Maybe I am missing something obvious, but I am completely oblivious to how that argument value is provided, and how can the GPU know what to supply to those fragment functions as the value to that parameter.

How does the gpu know which part of memory should be passed into that function as the GBufferOut argument?

(Edit: spelling)

Hi @goazevedo and welcome to the forums !

It is complicated. I would suggest that you capture the frame and examine all the attachments on the GPU for the various passes.

The structure GBufferOut is defined in the shader file Deferred.metal. It is a list of three textures: albedo, normal, and position. Each of these has an attribute [[color(x)]] which specifies the color attachment index. Albedo is index 1, normal is index 2, and position is index 3 (enum RenderTargetIndices, defined in Common.h). The textures for these color attachments are loaded into the descriptor at the top of TiledDeferredRenderPass.draw(commandBuffer:scene:uniforms:params:). When you create the render command encoder, it uses the descriptor, which points at these color attachments. Color attachment 0 is the view’s drawable texture by default.

Previously, you were simply returning a color from the fragment function, which is written to the texture in color attachment 0. This is the view’s drawable texture. But now, you’re setting up multiple color attachment textures, and you need a way of returning multiple textures from the one fragment function. That’s why you set up a structure containing the multiple textures.

fragment_gBuffer writes to this structure, which is the return from the fragment function. Notice that you don’t write anything to color attachment 0, because the GBuffer pass is an interim pass which doesn’t draw anything to the screen.

Using the albedo, normal and position textures, you can then calculate the lighting. Both fragment_tiled_pointLight and fragment_tiled_deferredSun are passed GBufferOut containing these textures to calculate the relevant lighting. Both these functions then write the final pixel to the texture in color attachment 0, which is the view’s drawable texture.

The difference between an immediate-mode (IM) GPU and a TBDR GPU is that the TBDR GPU retains the GBufferOut textures in tile memory, rather than writing the textures back to system memory.

The non-TBDR GBuffer pass creates the textures, which are transferred to system memory, then the separate lighting pass has to transfer the system memory textures back to the GPU using renderEncoder.setFragmentTexture(texture, index: x).

The TBDR GBuffer pass creates the textures, which are retained in GPU tile memory, then, in the same pass, calls the GPU lighting functions which read the GPU tile memory.

I hope this helps.

Hi Caroline!
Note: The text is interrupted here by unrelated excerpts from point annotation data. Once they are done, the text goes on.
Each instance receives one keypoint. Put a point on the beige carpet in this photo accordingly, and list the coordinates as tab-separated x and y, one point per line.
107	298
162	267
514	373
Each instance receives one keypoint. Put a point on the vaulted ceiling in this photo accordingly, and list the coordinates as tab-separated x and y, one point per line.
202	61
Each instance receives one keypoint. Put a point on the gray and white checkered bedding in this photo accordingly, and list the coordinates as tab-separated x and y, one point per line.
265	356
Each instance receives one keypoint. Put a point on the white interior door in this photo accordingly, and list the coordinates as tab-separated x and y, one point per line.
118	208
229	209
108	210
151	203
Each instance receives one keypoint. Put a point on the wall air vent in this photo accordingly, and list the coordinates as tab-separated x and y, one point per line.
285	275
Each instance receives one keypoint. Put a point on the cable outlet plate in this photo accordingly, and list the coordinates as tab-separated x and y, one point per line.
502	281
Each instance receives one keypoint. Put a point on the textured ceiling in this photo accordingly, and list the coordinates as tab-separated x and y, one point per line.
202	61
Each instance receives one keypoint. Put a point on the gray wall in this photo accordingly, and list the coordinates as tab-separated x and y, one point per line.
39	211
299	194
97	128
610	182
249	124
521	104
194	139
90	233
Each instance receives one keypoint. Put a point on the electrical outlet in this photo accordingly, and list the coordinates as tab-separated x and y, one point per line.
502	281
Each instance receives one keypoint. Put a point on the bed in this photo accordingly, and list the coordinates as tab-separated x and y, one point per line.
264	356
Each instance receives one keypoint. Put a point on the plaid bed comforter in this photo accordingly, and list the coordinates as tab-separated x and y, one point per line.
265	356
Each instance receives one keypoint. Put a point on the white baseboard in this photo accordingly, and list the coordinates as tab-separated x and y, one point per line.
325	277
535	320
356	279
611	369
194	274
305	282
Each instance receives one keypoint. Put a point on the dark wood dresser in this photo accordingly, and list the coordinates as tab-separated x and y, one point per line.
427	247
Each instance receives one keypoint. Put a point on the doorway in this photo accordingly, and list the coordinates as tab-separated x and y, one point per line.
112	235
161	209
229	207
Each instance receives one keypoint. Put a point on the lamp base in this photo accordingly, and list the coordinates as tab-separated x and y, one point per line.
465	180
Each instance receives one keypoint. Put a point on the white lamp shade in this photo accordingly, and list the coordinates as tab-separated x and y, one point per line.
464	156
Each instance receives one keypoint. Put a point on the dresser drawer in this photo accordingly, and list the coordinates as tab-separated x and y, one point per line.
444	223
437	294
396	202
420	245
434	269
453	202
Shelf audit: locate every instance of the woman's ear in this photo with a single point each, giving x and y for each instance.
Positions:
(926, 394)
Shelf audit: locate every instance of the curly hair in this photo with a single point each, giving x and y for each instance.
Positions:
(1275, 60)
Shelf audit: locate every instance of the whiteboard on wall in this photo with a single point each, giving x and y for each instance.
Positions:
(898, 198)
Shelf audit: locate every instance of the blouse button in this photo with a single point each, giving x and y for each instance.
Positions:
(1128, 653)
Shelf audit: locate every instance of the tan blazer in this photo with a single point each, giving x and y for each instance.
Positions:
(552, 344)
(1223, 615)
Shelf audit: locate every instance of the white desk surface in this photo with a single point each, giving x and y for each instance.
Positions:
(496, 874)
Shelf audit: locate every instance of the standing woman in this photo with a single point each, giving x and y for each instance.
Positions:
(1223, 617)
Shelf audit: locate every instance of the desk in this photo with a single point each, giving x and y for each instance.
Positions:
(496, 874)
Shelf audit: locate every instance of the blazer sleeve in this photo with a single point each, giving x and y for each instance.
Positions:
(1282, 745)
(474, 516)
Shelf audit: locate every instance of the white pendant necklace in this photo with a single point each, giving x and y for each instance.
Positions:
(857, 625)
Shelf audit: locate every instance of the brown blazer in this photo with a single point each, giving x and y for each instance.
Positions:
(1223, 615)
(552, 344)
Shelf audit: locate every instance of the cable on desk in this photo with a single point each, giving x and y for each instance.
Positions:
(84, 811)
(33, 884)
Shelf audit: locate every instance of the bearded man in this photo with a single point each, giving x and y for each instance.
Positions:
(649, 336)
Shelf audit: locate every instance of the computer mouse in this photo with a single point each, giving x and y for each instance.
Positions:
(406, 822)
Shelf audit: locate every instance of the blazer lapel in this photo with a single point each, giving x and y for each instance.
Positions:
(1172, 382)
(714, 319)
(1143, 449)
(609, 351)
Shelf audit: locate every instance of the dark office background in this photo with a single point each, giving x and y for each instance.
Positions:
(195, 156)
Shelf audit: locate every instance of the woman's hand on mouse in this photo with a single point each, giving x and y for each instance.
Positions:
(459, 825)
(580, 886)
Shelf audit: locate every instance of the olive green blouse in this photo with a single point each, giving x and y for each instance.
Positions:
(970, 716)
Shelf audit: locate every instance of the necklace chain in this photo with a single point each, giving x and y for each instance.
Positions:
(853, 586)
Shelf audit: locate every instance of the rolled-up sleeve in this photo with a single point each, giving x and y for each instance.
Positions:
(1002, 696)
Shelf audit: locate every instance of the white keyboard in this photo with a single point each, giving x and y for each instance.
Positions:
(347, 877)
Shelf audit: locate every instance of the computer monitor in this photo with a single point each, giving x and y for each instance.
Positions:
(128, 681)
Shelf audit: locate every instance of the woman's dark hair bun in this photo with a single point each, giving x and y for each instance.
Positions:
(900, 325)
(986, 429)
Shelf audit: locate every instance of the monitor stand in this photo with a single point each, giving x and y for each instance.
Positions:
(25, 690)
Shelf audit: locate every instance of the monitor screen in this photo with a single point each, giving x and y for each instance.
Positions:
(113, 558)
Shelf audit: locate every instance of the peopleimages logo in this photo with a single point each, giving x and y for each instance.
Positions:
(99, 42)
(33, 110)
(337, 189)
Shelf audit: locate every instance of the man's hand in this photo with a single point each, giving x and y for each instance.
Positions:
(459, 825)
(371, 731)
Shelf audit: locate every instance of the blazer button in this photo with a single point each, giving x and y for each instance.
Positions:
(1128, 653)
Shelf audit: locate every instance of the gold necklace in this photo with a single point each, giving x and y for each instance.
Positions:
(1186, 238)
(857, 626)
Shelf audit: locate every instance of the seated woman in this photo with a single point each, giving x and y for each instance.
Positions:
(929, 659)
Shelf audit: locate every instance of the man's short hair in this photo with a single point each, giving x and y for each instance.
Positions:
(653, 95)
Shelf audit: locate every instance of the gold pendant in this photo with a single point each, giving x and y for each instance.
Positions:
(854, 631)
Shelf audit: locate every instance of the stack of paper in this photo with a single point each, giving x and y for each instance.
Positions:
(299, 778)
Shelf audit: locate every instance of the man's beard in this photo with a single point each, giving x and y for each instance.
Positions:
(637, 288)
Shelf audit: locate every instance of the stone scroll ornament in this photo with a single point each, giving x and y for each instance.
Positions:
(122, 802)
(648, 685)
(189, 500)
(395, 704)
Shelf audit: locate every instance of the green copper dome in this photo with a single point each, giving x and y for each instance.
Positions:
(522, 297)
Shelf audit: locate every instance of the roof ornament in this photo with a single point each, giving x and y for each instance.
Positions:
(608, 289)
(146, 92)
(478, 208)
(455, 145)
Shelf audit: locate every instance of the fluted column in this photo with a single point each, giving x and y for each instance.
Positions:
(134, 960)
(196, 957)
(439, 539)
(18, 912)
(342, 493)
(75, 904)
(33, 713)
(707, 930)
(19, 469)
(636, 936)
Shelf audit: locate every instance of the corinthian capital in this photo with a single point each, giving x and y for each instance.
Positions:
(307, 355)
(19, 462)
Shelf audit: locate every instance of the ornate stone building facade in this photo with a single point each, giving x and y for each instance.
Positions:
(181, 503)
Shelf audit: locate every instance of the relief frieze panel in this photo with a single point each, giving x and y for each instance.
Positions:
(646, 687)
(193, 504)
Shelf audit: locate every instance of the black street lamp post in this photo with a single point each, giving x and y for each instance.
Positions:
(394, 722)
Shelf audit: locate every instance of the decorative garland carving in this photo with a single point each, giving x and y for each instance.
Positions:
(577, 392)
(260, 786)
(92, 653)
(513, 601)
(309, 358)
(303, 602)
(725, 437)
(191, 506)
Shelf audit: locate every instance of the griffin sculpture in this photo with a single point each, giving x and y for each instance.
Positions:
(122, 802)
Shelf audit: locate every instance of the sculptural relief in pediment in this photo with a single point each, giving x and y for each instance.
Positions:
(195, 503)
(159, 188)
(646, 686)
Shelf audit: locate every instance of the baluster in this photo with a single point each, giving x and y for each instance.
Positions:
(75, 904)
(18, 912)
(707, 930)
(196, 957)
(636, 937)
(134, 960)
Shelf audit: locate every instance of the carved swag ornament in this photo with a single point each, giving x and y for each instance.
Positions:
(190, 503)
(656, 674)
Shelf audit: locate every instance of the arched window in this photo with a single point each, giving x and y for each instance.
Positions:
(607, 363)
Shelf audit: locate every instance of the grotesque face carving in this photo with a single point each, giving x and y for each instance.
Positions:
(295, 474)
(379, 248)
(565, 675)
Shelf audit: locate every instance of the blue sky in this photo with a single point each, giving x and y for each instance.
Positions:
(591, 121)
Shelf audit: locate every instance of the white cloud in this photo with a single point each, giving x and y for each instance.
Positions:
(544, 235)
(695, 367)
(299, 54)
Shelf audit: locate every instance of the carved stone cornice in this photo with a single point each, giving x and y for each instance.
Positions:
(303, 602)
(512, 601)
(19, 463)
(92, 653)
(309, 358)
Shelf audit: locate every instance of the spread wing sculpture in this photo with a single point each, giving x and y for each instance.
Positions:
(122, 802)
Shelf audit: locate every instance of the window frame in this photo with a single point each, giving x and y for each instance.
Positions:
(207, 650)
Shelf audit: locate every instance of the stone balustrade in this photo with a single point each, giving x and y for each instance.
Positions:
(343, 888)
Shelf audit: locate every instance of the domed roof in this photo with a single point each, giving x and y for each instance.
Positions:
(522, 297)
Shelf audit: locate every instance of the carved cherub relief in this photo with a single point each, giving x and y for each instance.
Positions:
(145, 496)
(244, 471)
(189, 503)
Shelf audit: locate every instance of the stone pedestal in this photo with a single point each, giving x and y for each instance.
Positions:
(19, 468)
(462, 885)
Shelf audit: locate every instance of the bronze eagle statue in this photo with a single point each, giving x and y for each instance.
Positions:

Thank you so much for your response.

In the previous chapters we always supplied the fragment functions with textures annotated with a texture buffer index directly on the parameter definition, and I was trying to find out how the GPU could supply the albedo, normal and position buffers, but I completely forgot that we had those defined with a [[color(index)]] attribute, so your response made that clear.

So if I got it correctly, even though we define a custom structure, the GPU is able to fill the properties of that structure with the colorAttachments we defined in the descriptor.

Thanks again for the response.

Yes.

• You create the render command encoder using the render pass descriptor.
• You create as many textures as you need (albedo, position, normal etc).
• The render pass descriptor points to these textures as colour attachments.

The render command encoder holds a list of commands, such as setFragmentTexture. If the textures are color attachments, you don’t need to set the textures, as the render command encoder knows about them.

In IM mode, you create two render command encoders. In TBDR you create one.

After creating the render command encoder/s, the command buffer submits them to the GPU for processing.